A year into office Mr. Mayor still doesn't look quite big enough to sit in that chair of his. After not accepting the money-for-embarrassment exchange from Annapolis at the end of last season, Carcetti is -- from the get-go -- struggling to balance his city's needs. His main concern, for the moment, is that the schools need more money. Budget cuts are already in effect, but it's not enough; there needs to be less and less spending, as Carcetti explains in a meeting with Ralws and Burrell. The entire Baltimore police force haven't received overtime pay in almost five weeks, there's not much more that can be cut, except it seems, the ongoing investigation of the twenty-two homicides a year ago, the only national news Baltimore has attracted in some time. Although this season has apparently shifted its focus away from the schools, their impact is still felt as education takes priority over policing the city. And with former students like Michael and Dukie now running their own corner, the proper allocation of funds seems an impossible task. "Truth to power, Norman, isn't that what I pay you for?" Carcetti asks his right-hand-man.

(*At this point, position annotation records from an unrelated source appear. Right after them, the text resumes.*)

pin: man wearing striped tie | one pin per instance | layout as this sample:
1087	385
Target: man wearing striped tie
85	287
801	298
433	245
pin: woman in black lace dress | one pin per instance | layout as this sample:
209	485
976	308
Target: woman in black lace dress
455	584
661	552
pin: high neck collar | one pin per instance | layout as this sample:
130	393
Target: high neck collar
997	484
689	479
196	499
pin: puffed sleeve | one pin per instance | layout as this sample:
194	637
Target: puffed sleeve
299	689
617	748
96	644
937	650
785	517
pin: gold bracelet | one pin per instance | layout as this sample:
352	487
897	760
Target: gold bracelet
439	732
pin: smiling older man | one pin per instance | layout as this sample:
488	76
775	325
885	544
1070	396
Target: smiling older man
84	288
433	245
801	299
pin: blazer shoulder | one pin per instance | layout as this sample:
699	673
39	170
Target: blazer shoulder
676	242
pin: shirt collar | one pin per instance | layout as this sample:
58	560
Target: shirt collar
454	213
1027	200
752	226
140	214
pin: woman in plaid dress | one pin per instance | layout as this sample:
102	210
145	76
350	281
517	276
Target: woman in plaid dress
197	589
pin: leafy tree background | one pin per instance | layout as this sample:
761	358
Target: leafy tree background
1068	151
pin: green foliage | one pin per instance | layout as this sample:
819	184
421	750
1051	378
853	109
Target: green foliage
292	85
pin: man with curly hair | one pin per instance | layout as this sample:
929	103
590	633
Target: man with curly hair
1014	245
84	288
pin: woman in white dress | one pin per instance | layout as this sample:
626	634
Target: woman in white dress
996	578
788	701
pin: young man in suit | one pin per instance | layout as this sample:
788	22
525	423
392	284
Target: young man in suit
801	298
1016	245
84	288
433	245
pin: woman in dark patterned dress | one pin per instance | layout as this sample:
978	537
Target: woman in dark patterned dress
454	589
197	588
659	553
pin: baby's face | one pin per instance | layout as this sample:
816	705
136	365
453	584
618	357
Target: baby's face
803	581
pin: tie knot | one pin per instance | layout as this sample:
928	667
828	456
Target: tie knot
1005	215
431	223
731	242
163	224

Its a sad question because the answer has always been, and most likely will always be, that there is no answer in Baltimore. Carcetti, too, slouches in his throne. Unfortunately, this isn't because of his comfort in control.
Any season premier is faced with the challenge of scope. What should be included? what left out? And because The Wire focuses on a different aspect of the city each season, the challenge is that much greater. Major characters Carver and Herc are shown in their new positions only briefly. Carver's promotion offers him the difficult task of running the west side beat with a group of rowdy, underpaid, and therefore unmotivated, officers -- a group more concerned with their pay than the reasons for getting paid. Carver's overall demeanor is as intense as in the past, but with full attention on policing his police. What he actually is doing in the field goes unmentioned. Herc, now a self titled "martyr" because of his termination from the force at the end of last season, finds lucrative work as a P.I. for sleaze bag defense attorney Maurice "Maury" Levy. In one poignant scene of corruption Herc seemingly buys a friendly round for his former partners Carver, Dozerman and Colicchio which turns out to simply be a way to get some info on a guy his boss plans to defend. With Carver's hands tied up just trying to keep his force in a meeting, Dozerman's crew about to be dismantled and Herc's sudden allegiance with "the other side," this season five premiere does, at least, provide a picture of the sense of hopelessness and helplessness that the law enforcing powers that be assume as the status quo. (Just to mention briefly, to mirror the screen time: Bubbles is clean and again living in his sister's basement. And there has been no sign of Omar, neither in this episode nor in the previews for next week; Simon is sticking to the formula and saving him for episode three.)
What we are given, though, is the press. Specifically the Baltimore Sun. Even more specifically, the incredibly intriguing city editor Gus Haynes. Interestingly, the Sun office appears, other than Haynes and a few others (journalists Jeff Price and Alma Gutierrez), to have a similar lack of motivation and a general unhappiness akin to the BPD. Budget cut meetings are top stories while the memory of last year's murders begin to fade. You get the sense that in this office running on deadlines -- filling page space is priority number one, reporting the news a far trailing second. And as a distant fire burns black smoke on the east-side, two reporters watch from within their top story office with limited concern and even less interest. What the role of the press will be in this final season remains largely unclear. What it seemingly won't do, is find stories, but with a weakened police force and dismemberment of the major crimes unit, stories will no doubt find them.
This season marks the beginning of the end for The Wire, and in a show largely concerned with police work, one would think loose ends will be tied, cases will be closed. Its a show that is asking us to look closely now, to pay attention to details, because, as Haynes tells Gutierrez, they matter. I have found today the practice of writing a weekly episode guide a particularly difficult one. Being just as in the dark about what is to come as the journalists at the Sun, it makes sense for me, too, to be alert to detail. And in that light I want point out some of the small things that got me really excited for the next nine weeks. The co-op meetings seem to have relocated to a hotel conference room, a more professional setting initially tells me Prop Joe is running a tight[er] ship. Marlo's entrance into the meeting, though, disturbs that thought. He may not be content with just the east-side. And if Marlo's behavior in the meeting isn't enough to prove that, Chris stealing the picture of old Sergei, sentenced to life back in season two, may further reveal their desire to cut out Joe and create a direct line to the package. How this is going to be stopped when the disconnect between the top and bottom is as large as ever remains a mystery. Case in point: just as Chris enters the courthouse to retrieve the picture of Sergei, Major Daniels is discussing with state attorney Pearlman his inability to keep the Stanfield detail alive because of the budget cuts when he is interrupted by Chris himself. "Excuse me, ya'll know where the clerks office at?" Criminal or civil? Pearlman asks back. "Criminal, definitely." Its as if Chris is inadvertently reiterating Bunk's opening question. Ya'll see now? The answer, of course, is no.
Oh and little side note, here at the end. I don't want to comment yet on the Steve Earle cover of the Tom Waits theme song. I don't think it's fair to judge it for at least a couple more weeks as each season brings a new attitude that the songs in the past have captured well. Ugh, fuck it, its terrible right?